UOL Esporte: E a maior diferença do Diego Aguirre no trabalho, no dia a dia, qual é?

Juan: A primeira coisa é fazer todo mundo se sentir importante. Algo raro, diria até novo aqui no Brasil. E outra é a intensidade muito alta de jogo, quem acompanha treino aqui vê. A gente tenta levar isso sempre para os jogos, talvez a gente não consiga passar os 90 minutos assim por ser bem difícil, mas no momento de maior intensidade nosso time joga muito bem.

De fora a gente pega uns fragmentos, mas os relatos são de um Diego Aguirre focado essencialmente na tática e na técnica. Sem discursos motivacionais, sem apelo emocional. É isso mesmo e essa abordagem faz diferença?

Não sei dizer até que ponto a dificuldade com a língua influencia, para um estrangeiro pode ser mais difícil lidar com a parte emocional. Mas ao mesmo tempo me parece que ele vê o futebol um pouco como eu vejo também. É nossa profissão, é o que a gente faz e talvez não precise de motivação extra. Motivação é estar no clube atual, ganhar bem e jogar bons campeonatos.

UOL Esporte: Saindo só do caso Diego Aguirre e abrindo o leque para as suas outras experiências no futebol. Tem muita diferença do técnico brasileiro para o estrangeiro?

Juan: Tem, tem muita. E não é culpa do treinador, mas do sistema do futebol brasileiro. O sistema aqui é único. Em nenhum lugar do mundo você encontra algo similar. Tem leis que permitem ser tão complicado... o nosso modo de pensar é diferente do resto do mundo. A diferença de tudo, jogadores e treinadores, é grande.

Você se refere à necessidade de ganhar sempre, a falta de tempo e essa cultura?

Primeiro que aqui é o único lugar do planeta que tem estadual. Eu vendo um treinador estrangeiro compreendo. É difícil ele entender que é começo de trabalho, mas tem que ganhar e se não ganhar pode ser até demitido. É difícil ver o tanto de viagem que se faz aqui e as pessoas não aceitarem o rodízio de jogadores. São coisas que fora do Brasil são normal e aqui não. Na minha opinião, é mais difícil para treinador brasileiro mudar o sistema. Aqui é onde ele vive, onde trabalha, é o mercado dele. E se ele não se der bem nesse mercado, não trabalha mais. O estrangeiro vem, tenta implementar a filosofia e muitas vezes não dá certo.
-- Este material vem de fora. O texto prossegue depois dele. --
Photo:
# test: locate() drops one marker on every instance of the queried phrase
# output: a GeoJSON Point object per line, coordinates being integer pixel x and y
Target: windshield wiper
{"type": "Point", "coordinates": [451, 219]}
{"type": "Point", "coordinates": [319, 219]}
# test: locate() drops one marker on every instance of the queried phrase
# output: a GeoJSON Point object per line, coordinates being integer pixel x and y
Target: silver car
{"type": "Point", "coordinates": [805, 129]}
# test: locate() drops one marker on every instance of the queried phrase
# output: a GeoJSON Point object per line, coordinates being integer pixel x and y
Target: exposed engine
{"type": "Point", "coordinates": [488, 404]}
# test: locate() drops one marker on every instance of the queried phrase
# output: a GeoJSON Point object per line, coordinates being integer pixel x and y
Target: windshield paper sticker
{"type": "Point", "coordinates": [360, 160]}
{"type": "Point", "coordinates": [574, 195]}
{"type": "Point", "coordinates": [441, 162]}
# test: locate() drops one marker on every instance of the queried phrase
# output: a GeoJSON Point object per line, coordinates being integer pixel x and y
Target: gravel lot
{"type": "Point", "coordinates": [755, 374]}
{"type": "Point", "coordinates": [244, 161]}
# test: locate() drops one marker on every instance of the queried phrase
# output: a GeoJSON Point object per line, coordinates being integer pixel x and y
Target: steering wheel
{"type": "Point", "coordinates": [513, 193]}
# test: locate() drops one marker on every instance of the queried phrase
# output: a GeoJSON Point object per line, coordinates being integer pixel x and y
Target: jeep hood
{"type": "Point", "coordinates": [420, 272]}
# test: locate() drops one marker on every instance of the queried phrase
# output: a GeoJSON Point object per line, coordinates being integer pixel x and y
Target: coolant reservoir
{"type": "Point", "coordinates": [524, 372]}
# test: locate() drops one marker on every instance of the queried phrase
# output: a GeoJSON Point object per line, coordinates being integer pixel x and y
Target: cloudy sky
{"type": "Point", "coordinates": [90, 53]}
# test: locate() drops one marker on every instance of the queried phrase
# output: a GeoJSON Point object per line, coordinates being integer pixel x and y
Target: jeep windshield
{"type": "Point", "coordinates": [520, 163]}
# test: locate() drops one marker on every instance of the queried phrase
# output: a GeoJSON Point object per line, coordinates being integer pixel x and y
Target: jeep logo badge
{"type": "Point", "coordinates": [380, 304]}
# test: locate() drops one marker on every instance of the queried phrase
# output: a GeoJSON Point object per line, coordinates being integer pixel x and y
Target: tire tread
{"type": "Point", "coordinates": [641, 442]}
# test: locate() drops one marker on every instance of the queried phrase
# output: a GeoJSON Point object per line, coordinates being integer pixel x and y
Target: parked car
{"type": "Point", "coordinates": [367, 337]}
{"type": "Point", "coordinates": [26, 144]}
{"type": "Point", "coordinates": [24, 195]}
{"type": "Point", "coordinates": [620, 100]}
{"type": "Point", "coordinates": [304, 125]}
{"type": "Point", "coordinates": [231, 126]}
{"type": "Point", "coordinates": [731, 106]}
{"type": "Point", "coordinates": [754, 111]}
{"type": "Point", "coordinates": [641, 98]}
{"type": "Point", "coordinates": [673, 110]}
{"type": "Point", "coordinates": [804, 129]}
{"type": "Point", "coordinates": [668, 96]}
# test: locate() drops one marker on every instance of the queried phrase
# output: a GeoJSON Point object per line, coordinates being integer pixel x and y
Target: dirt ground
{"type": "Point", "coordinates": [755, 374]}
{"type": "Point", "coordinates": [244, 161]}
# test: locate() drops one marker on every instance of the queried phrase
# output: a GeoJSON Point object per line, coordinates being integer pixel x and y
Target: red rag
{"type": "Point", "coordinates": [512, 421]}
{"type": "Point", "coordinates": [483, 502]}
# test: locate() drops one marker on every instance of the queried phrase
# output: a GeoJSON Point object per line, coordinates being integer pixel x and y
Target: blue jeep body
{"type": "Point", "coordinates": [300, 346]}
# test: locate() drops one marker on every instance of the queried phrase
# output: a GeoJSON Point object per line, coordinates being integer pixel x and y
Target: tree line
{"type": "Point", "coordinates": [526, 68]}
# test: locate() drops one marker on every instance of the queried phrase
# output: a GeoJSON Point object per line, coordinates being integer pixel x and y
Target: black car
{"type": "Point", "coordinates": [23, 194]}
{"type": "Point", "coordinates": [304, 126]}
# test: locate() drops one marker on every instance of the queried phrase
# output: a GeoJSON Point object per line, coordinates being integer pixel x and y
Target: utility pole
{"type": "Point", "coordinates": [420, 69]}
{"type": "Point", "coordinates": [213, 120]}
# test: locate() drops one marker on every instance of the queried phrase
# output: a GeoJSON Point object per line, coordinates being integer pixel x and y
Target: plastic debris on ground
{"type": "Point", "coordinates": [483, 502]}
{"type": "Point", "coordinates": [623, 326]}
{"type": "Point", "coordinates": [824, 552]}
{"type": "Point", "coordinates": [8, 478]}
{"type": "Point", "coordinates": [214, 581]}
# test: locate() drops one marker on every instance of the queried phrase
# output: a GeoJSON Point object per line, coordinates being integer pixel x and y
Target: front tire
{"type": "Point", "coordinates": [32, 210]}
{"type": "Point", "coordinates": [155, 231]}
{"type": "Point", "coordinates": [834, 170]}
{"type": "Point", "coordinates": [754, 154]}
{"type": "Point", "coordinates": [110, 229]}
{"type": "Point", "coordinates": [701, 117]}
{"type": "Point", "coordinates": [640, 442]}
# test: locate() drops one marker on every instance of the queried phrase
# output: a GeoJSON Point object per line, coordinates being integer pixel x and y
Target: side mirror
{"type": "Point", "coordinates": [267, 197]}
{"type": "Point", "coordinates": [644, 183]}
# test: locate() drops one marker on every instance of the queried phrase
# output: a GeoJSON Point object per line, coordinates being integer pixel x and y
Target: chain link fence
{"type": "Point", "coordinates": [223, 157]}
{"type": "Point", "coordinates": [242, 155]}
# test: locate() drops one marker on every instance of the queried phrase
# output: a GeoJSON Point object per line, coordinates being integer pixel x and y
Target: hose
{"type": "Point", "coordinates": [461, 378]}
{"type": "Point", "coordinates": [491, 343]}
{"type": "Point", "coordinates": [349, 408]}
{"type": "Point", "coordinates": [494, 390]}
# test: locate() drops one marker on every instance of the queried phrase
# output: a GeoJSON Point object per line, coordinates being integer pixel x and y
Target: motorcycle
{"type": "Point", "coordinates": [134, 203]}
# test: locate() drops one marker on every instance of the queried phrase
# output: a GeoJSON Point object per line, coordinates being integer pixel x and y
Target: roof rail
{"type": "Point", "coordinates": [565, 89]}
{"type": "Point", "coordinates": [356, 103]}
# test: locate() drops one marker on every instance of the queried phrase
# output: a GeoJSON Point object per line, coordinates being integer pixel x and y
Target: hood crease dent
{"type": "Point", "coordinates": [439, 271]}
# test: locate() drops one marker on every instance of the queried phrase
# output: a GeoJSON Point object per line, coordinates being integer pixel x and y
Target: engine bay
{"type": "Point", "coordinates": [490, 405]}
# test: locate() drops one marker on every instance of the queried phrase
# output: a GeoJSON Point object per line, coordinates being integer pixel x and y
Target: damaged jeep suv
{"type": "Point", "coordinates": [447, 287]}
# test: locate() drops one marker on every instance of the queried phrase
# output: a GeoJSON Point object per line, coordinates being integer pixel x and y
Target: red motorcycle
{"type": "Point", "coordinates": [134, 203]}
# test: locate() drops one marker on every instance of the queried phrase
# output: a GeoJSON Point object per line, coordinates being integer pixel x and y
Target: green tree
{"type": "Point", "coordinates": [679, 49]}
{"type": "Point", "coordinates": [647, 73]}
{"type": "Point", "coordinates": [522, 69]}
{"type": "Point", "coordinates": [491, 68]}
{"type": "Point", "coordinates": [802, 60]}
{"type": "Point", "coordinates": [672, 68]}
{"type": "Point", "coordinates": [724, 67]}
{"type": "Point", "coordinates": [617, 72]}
Aí sai e a gente fica aqui, na mesma.

UOL Esporte: Como você viu o 7 a 1 da Alemanha em cima da seleção brasileira?

Juan: (Pausa) Eu... Se você me perguntar se foi pela diferença entre os times vou dizer que não. Se jogarem umas 10 vezes acho que o Brasil ganharia umas, perderia outras, possivelmente a maioria, mas não teria um placar daqueles de novo.  Acho que o Brasil do Felipão era um time menos rodado que a Alemanha. Naquele momento eles eram mais time em termos de bagagem, de grupo. Tanto isso que o Brasil em todas as partidas da Copa o Brasil apresentou descontrole. Mas outros times não aproveitam e a Alemanha sim. Ela sabia que o momento de descontrole era o caminho para terminar o jogo. Eles fizeram. Foi um dia muito feliz deles, claro, deu tudo certo, mas aproveitaram o desespero do Brasil e liquidaram a partida.

Você falou com o Júlio César logo depois do jogo ou algo assim?

Depois do jogo não, falei com o Júlio depois da Copa. Depois do jogo é um momento muito difícil. Quando você joga tem outra leitura, quer ganhar e o emocional conta muito. Eu tive essa leitura, a seleção brasileira era forte, mas não tão forte como Alemanha, Argentina e Holanda. Esses três times tinha mais rodagem, base de outra Copa. O Brasil ficou quase dois anos com o Mano, outro estilo de jogo, e tudo contou na Copa.

E esse processo de autoanálise que o futebol brasileiro esboçou também é produto desse sistema que você fala? Depois do 7 a 1 tudo virou ruim e errado. Ou seja, não se achou um caminho e tudo passou a não prestar.

Mais ou menos o pensamento típico do brasileiro. Talvez tenha sido o ápice da negatividade, mas a cada Copa que o Brasil não ganha tem isso. Acho que tem muita coisa errada, com a seleção pouca coisa porque ela está sempre aí, com resultados. Exemplo é agora, depois da Copa. Mas de resto tem muita coisa errada.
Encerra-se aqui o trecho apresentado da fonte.